16
Самое жестокое и скверное время в училище это вечер и ночь. Мир наглухо замыкается в грязных, тараканьего цвета коридорах, квадратных коробках-классах и длинных, как гробы, спальнях. Сусличью нору напоминает тогда училище казачонку.
В столовой общежития темно даже днем. Она помещается в подвальном этаже. За вечерним чаем — часов в пять — из-за экономии ламп еще не зажигают. И кажется тогда, что день внезапно кончился, и на дворе, как здесь, сумерки и тишина. Разговаривать строго воспрещается.
Но казенная тишина часто прерывается нечаянными выкриками. За порядком в столовой обычно наблюдает Яшенька. Иногда заглядывает сюда и смотритель. Заходит его помощник, розоволицый, остроносый Соколов, по прозванию «Чирышек». За громкие разговоры обычно воспитаннику предлагается тут же покинуть столовую. А есть в училище всегда хочется. Обед обычно бывает очень скудным, и к пяти часам у ребят остаются от него лишь тоскливые воспоминания.
О, эта нудная и серая жизнь без единой улыбки, без игр, смеха и шуток! Взрослые — Яшенька, протоиерей Гриневич, Соколов, они все привыкли к этому. Им уже всерьез кажется, что для человека самое достойное на земле — усердно плести эту тупую и скучную канитель. Впрочем, есть и у них личные удовольствия. Но что это за убогие и жалкие развлечения! А детей, оказывается, не так-то легко отвратить от подлинной жизни. Они и в училище упрямо продолжают чувствовать теплую глубину солнца и земли, приливы собственной крови. Для них вот тут же рядом за стенами, на улицах, на реке, в чаганских садах, в степи, нетронуто лежат целые вороха радостного великолепия мира!.. Если бы не строили взрослые для них, как для скота, перегородок!..
Сегодня сумерки столовой особенно унылы. День на дворе ослепительно ярок и горяч. Второе уральское лето, оно куда свежее и приятнее июльской жары. Казачонок, глазами следя за Яшенькиной спиной, нутром и сейчас слышит острое и холодноватое дыхание степных просторов. Все бессмысленно молчат. Яшенька, заложив за спину свои тонкие руки, важно разгуливает меж столов. Слышно только, как воспитанники, чавкая и присвистывая, втягивают в себя горячую воду.
И вдруг неожиданно влетевшей птицей на всю большую столовую звонкий, простодушный голос Мити Кудряшова:
— Дяденька, дай-ка еще колача да чаю!
Сдержанный смех старшеклассников приветствует наивного смельчака. Лицо Мити вытягивается в недоумении. Улыбается и сам Яшенька, и тогда столовая раскалывается от хохота. Но Яшенька моментально прячет улыбку. Натужно и грозно хмурится. Можно подумать, что на всем свете важнее его нет человека. Он резко бросает поверх ребячьих голов:
— Ти-ше! Ти-ше!
Расставив ноги ножницами, долго и возмущенно раскачивает головою. Губы его кривятся брезгливой улыбкой. Рисуясь перед собою и воспитанниками, Яшенька цедит сквозь зубы:
— Дурак! Деревенщина! Чурбан неотесанный! «Колача да чаю!» А может быть, вам, господин Кудряшов, булки сдобной хочется? Пирога с осетриной или с сагой? Впрочем, может быть, вы предпочитаете с вязигой?

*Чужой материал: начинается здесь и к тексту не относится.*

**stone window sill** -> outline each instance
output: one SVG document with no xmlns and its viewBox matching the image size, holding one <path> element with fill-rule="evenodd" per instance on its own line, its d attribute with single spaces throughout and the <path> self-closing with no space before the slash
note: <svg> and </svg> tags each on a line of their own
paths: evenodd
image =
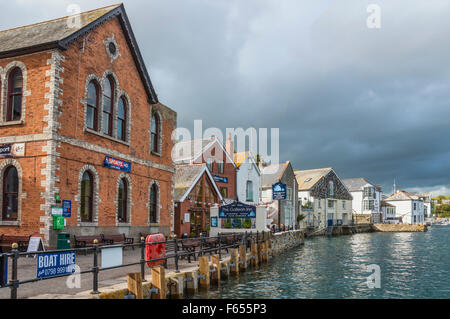
<svg viewBox="0 0 450 319">
<path fill-rule="evenodd" d="M 18 220 L 0 220 L 0 226 L 20 226 Z"/>
<path fill-rule="evenodd" d="M 81 222 L 80 227 L 98 227 L 98 223 Z"/>
<path fill-rule="evenodd" d="M 159 227 L 161 226 L 159 223 L 148 223 L 150 227 Z"/>
<path fill-rule="evenodd" d="M 25 121 L 9 121 L 9 122 L 1 122 L 0 126 L 14 126 L 14 125 L 23 125 L 25 124 Z"/>
<path fill-rule="evenodd" d="M 126 146 L 130 146 L 129 142 L 125 142 L 125 141 L 119 140 L 119 139 L 117 139 L 115 137 L 112 137 L 112 136 L 109 136 L 109 135 L 106 135 L 106 134 L 94 131 L 94 130 L 92 130 L 90 128 L 85 128 L 85 131 L 88 132 L 88 133 L 91 133 L 91 134 L 103 137 L 103 138 L 107 138 L 108 140 L 111 140 L 113 142 L 120 143 L 120 144 L 123 144 L 123 145 L 126 145 Z"/>
</svg>

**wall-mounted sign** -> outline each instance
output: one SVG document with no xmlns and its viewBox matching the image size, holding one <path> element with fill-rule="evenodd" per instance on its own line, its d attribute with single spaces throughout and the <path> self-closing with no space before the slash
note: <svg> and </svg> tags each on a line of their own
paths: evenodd
<svg viewBox="0 0 450 319">
<path fill-rule="evenodd" d="M 0 158 L 25 156 L 25 143 L 0 145 Z"/>
<path fill-rule="evenodd" d="M 219 223 L 217 220 L 217 216 L 211 217 L 211 227 L 218 227 L 218 226 L 219 226 Z"/>
<path fill-rule="evenodd" d="M 127 173 L 131 172 L 131 163 L 118 160 L 116 158 L 112 158 L 109 156 L 105 157 L 104 166 Z"/>
<path fill-rule="evenodd" d="M 220 218 L 256 218 L 256 206 L 236 202 L 219 207 Z"/>
<path fill-rule="evenodd" d="M 63 215 L 63 208 L 59 206 L 52 206 L 52 216 L 62 216 Z"/>
<path fill-rule="evenodd" d="M 287 198 L 286 184 L 278 182 L 272 185 L 272 199 L 280 200 Z"/>
<path fill-rule="evenodd" d="M 36 264 L 38 279 L 72 274 L 75 272 L 75 251 L 39 254 Z"/>
<path fill-rule="evenodd" d="M 213 179 L 216 183 L 224 183 L 224 184 L 228 183 L 228 177 L 213 174 Z"/>
<path fill-rule="evenodd" d="M 70 200 L 63 200 L 63 216 L 72 216 L 72 202 Z"/>
</svg>

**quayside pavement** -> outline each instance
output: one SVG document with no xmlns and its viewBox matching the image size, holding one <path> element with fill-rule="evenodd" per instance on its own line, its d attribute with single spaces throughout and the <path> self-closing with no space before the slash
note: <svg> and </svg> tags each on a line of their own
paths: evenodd
<svg viewBox="0 0 450 319">
<path fill-rule="evenodd" d="M 126 248 L 123 251 L 123 263 L 134 263 L 140 260 L 140 249 Z M 207 254 L 206 256 L 209 256 Z M 222 252 L 222 257 L 227 258 L 229 254 L 225 251 Z M 100 260 L 99 256 L 99 260 Z M 81 253 L 76 256 L 76 264 L 81 268 L 81 271 L 92 269 L 93 265 L 93 253 L 88 253 L 86 256 Z M 181 271 L 188 270 L 190 268 L 198 268 L 198 261 L 194 261 L 191 258 L 191 263 L 187 259 L 179 260 L 179 269 Z M 100 265 L 101 266 L 101 265 Z M 99 291 L 102 292 L 102 288 L 125 284 L 127 282 L 127 273 L 140 272 L 140 265 L 127 266 L 118 269 L 100 271 L 99 273 Z M 166 273 L 169 274 L 175 272 L 174 259 L 169 259 L 167 262 Z M 9 274 L 11 274 L 11 264 L 9 264 Z M 151 268 L 145 266 L 145 278 L 147 281 L 151 281 Z M 20 285 L 17 290 L 18 298 L 39 298 L 39 299 L 66 299 L 66 298 L 88 298 L 86 294 L 80 295 L 80 293 L 91 291 L 93 287 L 93 274 L 81 274 L 80 288 L 69 288 L 67 285 L 68 277 L 52 278 L 42 280 L 34 283 L 26 283 Z M 18 278 L 20 281 L 36 278 L 36 259 L 33 257 L 21 257 L 18 262 Z M 77 295 L 78 294 L 78 295 Z M 0 288 L 0 299 L 10 298 L 10 288 Z"/>
</svg>

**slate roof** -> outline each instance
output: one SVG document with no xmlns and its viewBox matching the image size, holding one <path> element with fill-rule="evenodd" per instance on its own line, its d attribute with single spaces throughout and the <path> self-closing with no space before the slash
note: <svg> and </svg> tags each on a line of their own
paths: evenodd
<svg viewBox="0 0 450 319">
<path fill-rule="evenodd" d="M 345 186 L 347 186 L 350 192 L 362 191 L 364 186 L 366 186 L 367 184 L 370 184 L 374 187 L 376 186 L 363 177 L 345 178 L 342 180 L 342 182 L 345 184 Z"/>
<path fill-rule="evenodd" d="M 70 27 L 71 17 L 66 16 L 0 31 L 0 52 L 8 52 L 61 41 L 119 6 L 120 4 L 116 4 L 81 13 L 81 23 L 79 27 Z"/>
<path fill-rule="evenodd" d="M 217 195 L 220 200 L 223 200 L 222 195 L 216 185 L 216 182 L 209 173 L 206 168 L 206 164 L 200 165 L 177 165 L 175 167 L 175 176 L 174 176 L 174 201 L 179 202 L 183 201 L 186 193 L 194 186 L 194 183 L 198 181 L 198 179 L 206 173 L 216 189 Z"/>
<path fill-rule="evenodd" d="M 158 97 L 142 59 L 133 30 L 123 4 L 115 4 L 79 15 L 76 26 L 71 16 L 0 31 L 0 58 L 14 57 L 50 49 L 67 50 L 69 45 L 106 21 L 117 17 L 144 83 L 150 103 L 158 103 Z"/>
<path fill-rule="evenodd" d="M 308 169 L 308 170 L 297 170 L 294 171 L 295 178 L 298 183 L 299 191 L 307 191 L 314 187 L 318 181 L 324 176 L 326 176 L 329 172 L 331 172 L 333 168 L 317 168 L 317 169 Z"/>
<path fill-rule="evenodd" d="M 278 183 L 283 177 L 284 171 L 288 165 L 289 161 L 286 163 L 265 166 L 261 170 L 261 187 L 272 187 L 273 184 Z"/>
</svg>

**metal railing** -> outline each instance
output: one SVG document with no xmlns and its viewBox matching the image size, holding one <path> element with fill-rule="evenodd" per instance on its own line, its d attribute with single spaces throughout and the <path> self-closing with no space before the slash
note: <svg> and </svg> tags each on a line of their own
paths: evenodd
<svg viewBox="0 0 450 319">
<path fill-rule="evenodd" d="M 55 275 L 51 277 L 45 277 L 45 278 L 34 278 L 34 279 L 28 279 L 28 280 L 20 280 L 18 277 L 18 261 L 22 257 L 26 256 L 37 256 L 40 254 L 51 254 L 51 253 L 64 253 L 64 252 L 75 252 L 75 253 L 81 253 L 87 254 L 87 252 L 92 251 L 93 252 L 93 264 L 92 268 L 87 270 L 80 270 L 77 272 L 77 274 L 92 274 L 92 294 L 99 294 L 98 290 L 98 276 L 99 273 L 102 271 L 108 271 L 112 269 L 118 269 L 123 267 L 129 267 L 129 266 L 137 266 L 140 265 L 141 269 L 141 276 L 142 280 L 145 281 L 145 265 L 147 263 L 151 262 L 158 262 L 158 261 L 164 261 L 163 265 L 165 268 L 167 268 L 167 261 L 170 259 L 174 260 L 175 263 L 175 272 L 180 272 L 179 269 L 179 261 L 183 258 L 188 258 L 188 262 L 190 263 L 190 258 L 193 257 L 194 260 L 196 260 L 195 255 L 203 256 L 207 253 L 212 254 L 215 252 L 219 255 L 219 260 L 222 260 L 222 252 L 226 250 L 228 252 L 228 249 L 230 248 L 237 248 L 240 245 L 245 245 L 246 251 L 250 248 L 251 243 L 260 243 L 262 241 L 265 241 L 269 239 L 268 236 L 269 232 L 245 232 L 245 233 L 225 233 L 221 234 L 219 233 L 218 236 L 215 237 L 197 237 L 197 238 L 183 238 L 183 239 L 177 239 L 174 238 L 173 240 L 165 240 L 160 242 L 150 242 L 146 243 L 144 237 L 141 237 L 140 243 L 135 244 L 118 244 L 118 245 L 102 245 L 95 243 L 94 241 L 93 247 L 83 247 L 83 248 L 72 248 L 72 249 L 60 249 L 60 250 L 48 250 L 43 252 L 19 252 L 18 245 L 12 244 L 12 250 L 10 253 L 0 253 L 0 259 L 12 259 L 11 263 L 11 279 L 8 280 L 6 278 L 6 282 L 4 285 L 0 288 L 10 288 L 11 289 L 11 299 L 17 299 L 17 290 L 19 289 L 20 285 L 28 284 L 28 283 L 34 283 L 39 282 L 43 280 L 51 280 L 56 278 L 62 278 L 62 277 L 69 277 L 72 276 L 73 273 L 66 273 L 62 275 Z M 214 241 L 216 239 L 216 241 Z M 211 241 L 213 240 L 213 241 Z M 214 244 L 216 242 L 216 244 Z M 166 253 L 164 257 L 161 258 L 155 258 L 155 259 L 147 259 L 146 258 L 146 247 L 150 245 L 159 245 L 159 244 L 165 244 L 166 247 Z M 181 245 L 181 247 L 180 247 Z M 168 251 L 168 247 L 173 246 L 173 251 Z M 106 248 L 126 248 L 126 247 L 140 247 L 141 249 L 141 256 L 140 260 L 128 264 L 121 264 L 117 266 L 112 267 L 99 267 L 98 263 L 98 255 L 101 249 Z M 198 248 L 198 250 L 197 250 Z M 8 263 L 6 263 L 7 265 Z M 6 266 L 8 267 L 8 266 Z M 0 271 L 0 273 L 3 273 Z M 1 278 L 0 278 L 1 280 Z M 1 282 L 0 282 L 1 283 Z"/>
</svg>

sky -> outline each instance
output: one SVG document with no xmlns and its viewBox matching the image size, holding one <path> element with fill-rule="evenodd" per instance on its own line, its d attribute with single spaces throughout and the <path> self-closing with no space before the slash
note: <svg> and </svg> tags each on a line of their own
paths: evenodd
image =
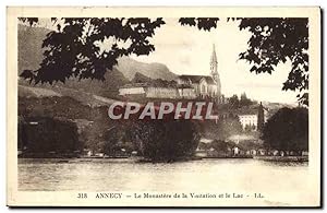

Яшенька с силой и сладострастием тычет Кудряшова согнутым пальцем в темя:
— Запомни, балбес, раз и навсегда: ты не дома и приехал сюда не брюхо растить, а развивать и совершенствовать свой ум. Учиться!.. Полагается на человека: одна кружка чаю, порция хлеба и два куска сахару. Понял? Живот надо подобрать! Не у маменьки!
Яшенька сам больше десяти лет развивал свой ум, сначала в духовном училище, затем — в семинарии. И теперь он в точности повторяет слова и жесты своих наставников, когда-то тыкавших его в темя тем же средним пальцем.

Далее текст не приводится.